European natural gas price collapse continues, TTF slumps 19%
Quantum Commodity Intelligence – European natural gas prices continued the week's slump Thursday, falling nearly 20% to take the four-day losses to over 60% and largely wiping out the most of the early March gains.
April TTF futures settled at €126.399/MWh, down 19% from Wednesday's close of €159.88/MWh, as Russian volumes continued to flow into Europe.
European gas prices started March at around €100/MWh but surged almost 250% to Monday's peak of €345/MWh, but prompt prices are now down 63% from the record high, which was the oil equivalent of more than $600/b.

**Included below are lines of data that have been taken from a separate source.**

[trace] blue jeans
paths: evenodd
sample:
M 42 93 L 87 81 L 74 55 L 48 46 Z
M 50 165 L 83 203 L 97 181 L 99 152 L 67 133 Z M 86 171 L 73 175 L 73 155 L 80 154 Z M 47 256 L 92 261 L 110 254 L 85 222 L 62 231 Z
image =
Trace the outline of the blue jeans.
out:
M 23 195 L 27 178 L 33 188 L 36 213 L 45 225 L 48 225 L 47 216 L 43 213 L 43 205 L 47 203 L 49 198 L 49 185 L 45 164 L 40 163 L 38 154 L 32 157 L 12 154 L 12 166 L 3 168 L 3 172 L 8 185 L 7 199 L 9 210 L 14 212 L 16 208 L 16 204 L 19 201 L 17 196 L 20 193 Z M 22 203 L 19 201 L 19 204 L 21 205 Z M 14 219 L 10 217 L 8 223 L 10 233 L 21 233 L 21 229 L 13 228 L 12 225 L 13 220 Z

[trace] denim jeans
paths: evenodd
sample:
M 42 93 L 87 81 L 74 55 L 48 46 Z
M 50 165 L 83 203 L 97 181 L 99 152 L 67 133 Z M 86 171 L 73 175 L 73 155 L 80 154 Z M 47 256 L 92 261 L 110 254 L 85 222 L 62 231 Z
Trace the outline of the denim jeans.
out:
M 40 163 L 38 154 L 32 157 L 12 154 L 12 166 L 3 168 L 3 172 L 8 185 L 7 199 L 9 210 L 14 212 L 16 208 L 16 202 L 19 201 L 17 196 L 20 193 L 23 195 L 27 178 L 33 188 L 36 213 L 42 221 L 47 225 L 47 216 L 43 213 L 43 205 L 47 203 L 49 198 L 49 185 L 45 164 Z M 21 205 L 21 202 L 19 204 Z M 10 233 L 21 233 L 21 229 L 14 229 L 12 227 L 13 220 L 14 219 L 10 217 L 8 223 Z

Prices have been in freefall since Germany pushed back on US proposals for a US/EU ban on Russian energy, while Russia has not followed through on threats to turn off gas supplies to Europe.
"The European Commission announced that it plans to reduce Russian gas imports by two-thirds by the end of the year," said Daniel Hynes, senior commodity strategist at ANZ.
"However, German Chancellor, Olaf Scholz, is opposed to cutting of energy supplies, with the country even allowing Uniper to boost purchases from Russia."
UK NBP futures continued in freefall from Monday's record high of 800 pence per therm (p/th), as April settled at 296.89 p/th, down 20.53% on the day.
North Asian LNG has also been in retreat since Monday's JKM record assessment $84.762 per/mmBtu, as JKM futures for April dropped below $40/mmBtu.
Meanwhile, Russia offered its first LNG cargo to Asia since the invasion of Ukraine, with Sakhalin Energy offering the cargo for late April loadin.
However, the tender is likely to get a weak response, with traders such as Shell and BP announcing it plans to stop handling Russian energy.